States with large numbers of new customers in the federal exchange included Florida (330,000), Texas (205,000), North Carolina (110,000), Georgia (103,000) and Pennsylvania (95,000). Wendy Wolf, CEO of the Maine Health Access Foundation, which is leading the advertising effort for the exchange in the state, said it’s “really great news” that a large proportion of the sign-ups are coming from re-enrollees. “It tells us that people were overall pretty satisfied with their first year of being on the marketplace, enough so that they felt it was worthwhile to actively enroll,” said Wolf, who added her organization had set a goal of having 55,000 people sign up by the end of the open enrollment period on Feb. 15. More than 44,000 Maine residents signed up during last year’s six-month enrollment period, and advocates had feared many of them would opt to automatically re-enroll, which could cause their premiums to spike. The enrollment period is scheduled to end Feb. 15, just a few weeks before the Supreme Court will hear oral arguments on a lawsuit challenging the legality of subsidies provided through the federal-run exchanges.

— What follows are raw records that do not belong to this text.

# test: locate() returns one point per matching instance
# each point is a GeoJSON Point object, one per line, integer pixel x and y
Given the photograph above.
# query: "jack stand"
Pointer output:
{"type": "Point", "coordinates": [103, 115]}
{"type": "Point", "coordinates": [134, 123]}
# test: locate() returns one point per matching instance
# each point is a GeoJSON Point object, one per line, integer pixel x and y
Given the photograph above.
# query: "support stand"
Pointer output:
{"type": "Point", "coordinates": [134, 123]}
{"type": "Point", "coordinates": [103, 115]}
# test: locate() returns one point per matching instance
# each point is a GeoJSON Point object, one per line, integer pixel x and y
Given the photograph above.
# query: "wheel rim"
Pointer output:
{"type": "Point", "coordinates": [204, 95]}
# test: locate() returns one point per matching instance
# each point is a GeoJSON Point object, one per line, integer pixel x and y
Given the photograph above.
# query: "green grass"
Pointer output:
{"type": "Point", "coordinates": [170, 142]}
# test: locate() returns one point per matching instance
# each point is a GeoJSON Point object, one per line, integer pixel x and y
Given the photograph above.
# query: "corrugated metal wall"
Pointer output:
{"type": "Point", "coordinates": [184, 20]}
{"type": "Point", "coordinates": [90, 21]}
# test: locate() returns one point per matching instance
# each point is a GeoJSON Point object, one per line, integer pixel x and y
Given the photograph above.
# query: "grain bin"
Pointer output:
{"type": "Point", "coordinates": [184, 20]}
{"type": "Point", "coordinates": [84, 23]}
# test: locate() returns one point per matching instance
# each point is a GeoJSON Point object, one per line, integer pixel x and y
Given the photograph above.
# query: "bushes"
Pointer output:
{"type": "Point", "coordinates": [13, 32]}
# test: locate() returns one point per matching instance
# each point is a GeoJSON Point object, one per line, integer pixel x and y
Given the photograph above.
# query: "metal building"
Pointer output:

Larry Levitt, a senior vice president of the Kaiser Family Foundation, said, “It’s significant that the largest number of new enrollees this fall came from states like Florida and Texas, which were not the most enthusiastic supporters of the health care law.” California, the most populous state, which led the nation with 1.4 million people insured through its state-run exchange in 2014, says it has added 144,000 new enrollees this fall, through Dec. 15. The latest numbers include people who took action to renew their coverage for 2015 or changed plans, but generally do not include people who were automatically re-enrolled in their current health plans. Even though the federal government has awarded hundreds of millions of dollars to states to set up insurance exchanges, it has had difficulty enforcing standards for the reporting of enrollment data.